A few hours after surgery and recovery, I was up and walking in a hospital gown. Using a walker, flanked by two Physical Therapy staff people, and my husband right behind protecting my modesty, it was one step at a time. The PT staff impressed that getting up and moving is key to recovery. So I took another hallway stroll before bed when a nurse was available to walk with me.
The next day, I was awakened dark and early at 5:30. I dressed myself and prepared for the day. My surgeon arrived by 7:15. Barring any unforeseen circumstances, I'd be discharged later. More vitals, more blood draws, and then finally breakfast. Physical Therapy was scheduled for 9:00am. After my husband/coach arrived by 8:15, a Physical Therapist had me grab the walker for another stroll. We went to the PT room to learn how to do stairs and get into a car. Then back to my room until the other patients' coaches arrived for our group therapy session.
Nurses, a Nurse Navigator, a Home Health Care representative, lunch, instructions, etc., and we were finally able to leave.

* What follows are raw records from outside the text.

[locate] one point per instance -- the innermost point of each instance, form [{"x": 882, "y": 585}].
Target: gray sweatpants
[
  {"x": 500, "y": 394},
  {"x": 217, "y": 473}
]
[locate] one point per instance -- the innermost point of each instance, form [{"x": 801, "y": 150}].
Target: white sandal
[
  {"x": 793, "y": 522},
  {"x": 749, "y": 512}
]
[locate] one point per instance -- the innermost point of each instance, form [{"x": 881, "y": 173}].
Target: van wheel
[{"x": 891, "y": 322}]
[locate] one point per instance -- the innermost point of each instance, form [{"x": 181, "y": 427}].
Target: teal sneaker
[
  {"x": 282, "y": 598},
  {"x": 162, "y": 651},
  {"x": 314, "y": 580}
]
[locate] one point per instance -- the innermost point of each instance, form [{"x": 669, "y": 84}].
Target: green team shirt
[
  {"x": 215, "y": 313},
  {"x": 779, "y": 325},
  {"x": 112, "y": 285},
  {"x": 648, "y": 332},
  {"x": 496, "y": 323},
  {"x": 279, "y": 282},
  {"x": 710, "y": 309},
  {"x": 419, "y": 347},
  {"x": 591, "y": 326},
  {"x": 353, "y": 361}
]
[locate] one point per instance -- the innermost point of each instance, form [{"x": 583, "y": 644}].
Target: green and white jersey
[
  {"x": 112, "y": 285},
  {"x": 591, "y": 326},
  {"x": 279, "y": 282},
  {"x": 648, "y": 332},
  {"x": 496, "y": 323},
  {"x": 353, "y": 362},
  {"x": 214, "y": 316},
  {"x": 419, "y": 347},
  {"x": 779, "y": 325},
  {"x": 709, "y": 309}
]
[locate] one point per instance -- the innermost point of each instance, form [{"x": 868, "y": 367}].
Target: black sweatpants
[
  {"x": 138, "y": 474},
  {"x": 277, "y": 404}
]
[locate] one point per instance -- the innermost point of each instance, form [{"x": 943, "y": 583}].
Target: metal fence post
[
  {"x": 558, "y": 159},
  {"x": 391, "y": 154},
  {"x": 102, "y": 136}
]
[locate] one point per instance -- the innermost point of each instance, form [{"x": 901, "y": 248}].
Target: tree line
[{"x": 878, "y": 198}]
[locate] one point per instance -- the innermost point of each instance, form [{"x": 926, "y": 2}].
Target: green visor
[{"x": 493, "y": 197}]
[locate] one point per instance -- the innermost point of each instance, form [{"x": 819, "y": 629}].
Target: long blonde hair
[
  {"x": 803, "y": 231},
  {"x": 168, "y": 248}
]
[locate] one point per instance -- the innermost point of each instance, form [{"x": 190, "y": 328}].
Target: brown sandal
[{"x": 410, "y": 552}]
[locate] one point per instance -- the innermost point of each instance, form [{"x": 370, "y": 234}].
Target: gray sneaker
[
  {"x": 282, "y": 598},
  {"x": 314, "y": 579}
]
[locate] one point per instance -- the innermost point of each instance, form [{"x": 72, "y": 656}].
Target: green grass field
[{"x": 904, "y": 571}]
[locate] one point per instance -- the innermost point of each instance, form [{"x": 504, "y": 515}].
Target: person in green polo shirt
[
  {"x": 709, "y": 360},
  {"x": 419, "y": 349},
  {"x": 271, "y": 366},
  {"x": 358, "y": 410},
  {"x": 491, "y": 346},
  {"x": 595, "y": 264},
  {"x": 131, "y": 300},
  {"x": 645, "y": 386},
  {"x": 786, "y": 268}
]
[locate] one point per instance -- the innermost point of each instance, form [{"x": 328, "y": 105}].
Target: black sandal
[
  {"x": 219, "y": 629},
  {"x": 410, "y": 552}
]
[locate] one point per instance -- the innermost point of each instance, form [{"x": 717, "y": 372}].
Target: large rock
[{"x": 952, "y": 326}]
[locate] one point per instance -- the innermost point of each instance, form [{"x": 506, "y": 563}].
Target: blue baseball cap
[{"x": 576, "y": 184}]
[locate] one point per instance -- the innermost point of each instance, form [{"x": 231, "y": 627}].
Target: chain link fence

The wheelchair ride to the car was uneventful. The transition to the car was more challenging than the simulation in the PT room. The ride to our pharmacy and the drive home was uncomfortable to say the least. I learned later that's normal.
I've had in-home Physical Therapy, along with visits from Home Health Care RNs. This week I begin out-patient Physical Therapy. I was cleared to do stairs alone last week. Such a feeling of liberation!
Everyone was right. It does get better. And I'm anticipating a lot better!